GregorGrasselli · December 16, 2024, 10:01am

Hi everyone,

I’m working on a project that processes billing data using Broadway to consume messages from Kafka and stores them in a database via Ecto. I need help ensuring that Broadway’s lifecycle is tightly coupled to the connection state of the database. Here’s the problem:

Ecto.Repo is a supervisor: It can be running even when no database connections are active.
Broadway depends on Ecto: Starting Broadway after Ecto.Repo doesn’t guarantee that it will be able to write to the database, as connections to the database might not yet be established.
Handling dropped connections: If database connections are dropped for any reason, I want Broadway to stop immediately and only restart after Ecto has successfully reconnected to the database.

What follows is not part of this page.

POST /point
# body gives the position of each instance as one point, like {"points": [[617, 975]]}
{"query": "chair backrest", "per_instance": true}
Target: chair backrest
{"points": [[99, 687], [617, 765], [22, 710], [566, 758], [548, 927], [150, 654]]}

The main motivation behind this behaviour is the nature of the data. Since we’re processing billing data, we need to avoid situations where Kafka messages are consumed but fail to be stored in the database. Additionally, Kafka in this setup doesn’t retry failed messages, so ensuring Broadway only runs when the database is available would be very nice.

I was thinking I could have a supervisor with a :rest_for_one strategy, have Project.Repo as its first child, and then add a “sentinel” process, that would not start until it checks that ecto is completely online, and would die if it notices that ecto connections are dying (by monitoring connections). Broadway would come after the sentinel. This feels like I’m depending on ecto internals a bit too much though, and maybe I’m just over complicating the issue. Any advice would be greatly appreciated

josevalim · December 16, 2024, 10:13am

I probably wouldn’t make it tied to connections because a disconnect is likely not the only way it can fail. For example, maybe the database is overloaded and it takes too long to reply. Maybe you shipped a bug that does the wrong query. Etc.

I’d consider using a circuit breaker or a similar tool with the specific purpose of dealing waiting and retrying operations against the “database system”.

GregorGrasselli · December 16, 2024, 1:33pm

We now decided to go with a circuit breaker, that will stop broadway if there are too many failures, and write failures to a different topic in kafka (we don’t want to loose them, so persistence is a must, and we expect kafka to be available since we are getting messages from it). A separate pipeline will consume the failure topic, and place its failures back on the same failure topic (we don’t care much about ordering). If a failed message succeeds, we will resurrect the main pipeline if it is currently dead. When we give up retrying on a message we will log the whole message, and deal with it manually.

Thank you for answering. I really appreciate the quick reply.